Increased Sense of Community
Living in a walkable neighborhood helps foster a sense of community by encouraging social interactions and connections amongst neighbors. These interactions can occur on your front porch, sidewalk, or at walkable amenities like restaurants, parks, and shops. Access to resources and services that are within walking distance can improve local economies and help reduce transportation costs.
Positive Effects on the Environment
Pedestrian friendly communities encourage people to walk and bike, reducing their reliance on vehicles. The obvious environmental impacts include air pollution reduction and improved air quality. But as communities transition from a vehicular dominated realm to a pedestrian friendly one, the infrastructure that once supported vehicles can be reduced. This allows for people-centric and nature-based amenities like parks and greenways. This in turn can improve natural ecosystems and water quality.
Roberts Row - Concept Neighborhood
Five strategies for building a Pedestrian-Friendly Community
Whether you are retrofitting an urban neighborhood or building a new community in the suburbs consider these five strategies for building a successful pedestrian-friendly community:
Streets should prioritize pedestrian and bicycle access over vehicles. Leverage existing networks and connections like bike trails, mass transportation, and greenways. Consider integrating traffic-calming, people-first infrastructure like bulb-outs on corners and elevated/table-top intersections at pedestrian crossings. If possible, look for opportunities to reduce the street width. These are all ways to prioritize pedestrian use while slowing down traffic.
Consider… where are people going to walk to? Provide a variety of destinations that are easily accessible and close together. Destinations may include parks, retail, restaurants, and other public spaces. These elements may already exist in the urban environment when retrofitting an existing neighborhood. When building a new suburban community look for opportunities to create a distinct community core that may have some or all of these elements.

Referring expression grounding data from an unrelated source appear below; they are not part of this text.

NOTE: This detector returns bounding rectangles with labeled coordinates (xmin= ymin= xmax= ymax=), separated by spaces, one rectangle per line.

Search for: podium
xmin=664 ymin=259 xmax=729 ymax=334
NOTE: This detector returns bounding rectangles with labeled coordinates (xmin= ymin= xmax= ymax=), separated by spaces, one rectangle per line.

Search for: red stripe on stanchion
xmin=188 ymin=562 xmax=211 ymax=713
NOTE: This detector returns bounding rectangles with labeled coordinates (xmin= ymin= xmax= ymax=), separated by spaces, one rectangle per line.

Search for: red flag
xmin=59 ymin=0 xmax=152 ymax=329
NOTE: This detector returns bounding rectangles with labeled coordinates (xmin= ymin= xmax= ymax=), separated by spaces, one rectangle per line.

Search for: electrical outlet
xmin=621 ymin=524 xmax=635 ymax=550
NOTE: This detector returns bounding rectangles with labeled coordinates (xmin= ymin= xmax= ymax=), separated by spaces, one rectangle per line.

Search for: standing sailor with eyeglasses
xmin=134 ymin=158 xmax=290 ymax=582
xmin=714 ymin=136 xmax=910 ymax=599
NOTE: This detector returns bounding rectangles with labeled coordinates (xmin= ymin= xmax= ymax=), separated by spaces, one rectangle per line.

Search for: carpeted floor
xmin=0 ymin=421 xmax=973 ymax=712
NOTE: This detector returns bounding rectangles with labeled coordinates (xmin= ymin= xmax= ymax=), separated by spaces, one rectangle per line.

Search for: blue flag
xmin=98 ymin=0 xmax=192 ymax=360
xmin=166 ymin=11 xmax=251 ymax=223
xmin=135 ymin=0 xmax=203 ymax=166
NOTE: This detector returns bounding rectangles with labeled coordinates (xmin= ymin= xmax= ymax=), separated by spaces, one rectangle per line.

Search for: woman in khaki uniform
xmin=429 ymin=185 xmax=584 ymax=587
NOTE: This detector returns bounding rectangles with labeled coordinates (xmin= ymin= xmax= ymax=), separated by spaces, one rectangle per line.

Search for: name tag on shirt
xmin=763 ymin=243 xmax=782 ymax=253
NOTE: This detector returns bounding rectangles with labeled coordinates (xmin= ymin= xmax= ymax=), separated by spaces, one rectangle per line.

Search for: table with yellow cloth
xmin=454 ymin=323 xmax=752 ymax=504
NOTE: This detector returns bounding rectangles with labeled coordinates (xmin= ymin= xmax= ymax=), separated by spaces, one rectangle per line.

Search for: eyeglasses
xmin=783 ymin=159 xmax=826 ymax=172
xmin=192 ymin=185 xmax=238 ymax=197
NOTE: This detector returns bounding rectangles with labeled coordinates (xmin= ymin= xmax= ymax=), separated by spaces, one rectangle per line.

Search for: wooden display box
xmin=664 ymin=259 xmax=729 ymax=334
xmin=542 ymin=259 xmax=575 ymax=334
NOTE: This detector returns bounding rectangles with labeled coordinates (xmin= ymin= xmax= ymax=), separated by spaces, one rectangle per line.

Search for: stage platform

Create an Experience for All
Provide access to sidewalks, bike lanes, and public transportation. Keep in mind that streetscapes and sidewalks are often less about the destination and more about the journey. Support people’s journey by providing shade (trees), seating opportunities, activity nodes, and adequate lighting. These elements provide comfort while supporting people of all abilities, day and night.
Greenways for Gathering
Not only consider adding pocket and neighborhood parks to your community, be conscious about how the users experience the space between destinations. Parks allow people to be more active and engage with people and the environment. Parks could end up underutilized if the streetscapes and walking corridors that connect these green amenities do not create a desirable nor comfortable experience to get people to their final destination.
Convert and Reduce Vehicular-Oriented Spaces Into Something Valuable
Many cities are removing or reducing minimum parking requirements in urban areas allowing once vehicular-dominated infrastructure to be converted into pedestrian-friendly places. Turn over-engineered right of ways into shaded greenways. Look for opportunities to convert parking lots into parks and/or walkable retail amenities for the community. If you are building a new community, reduce street widths, and build pedestrian-friendly infrastructure like bike trails, parks, and other walkable destinations.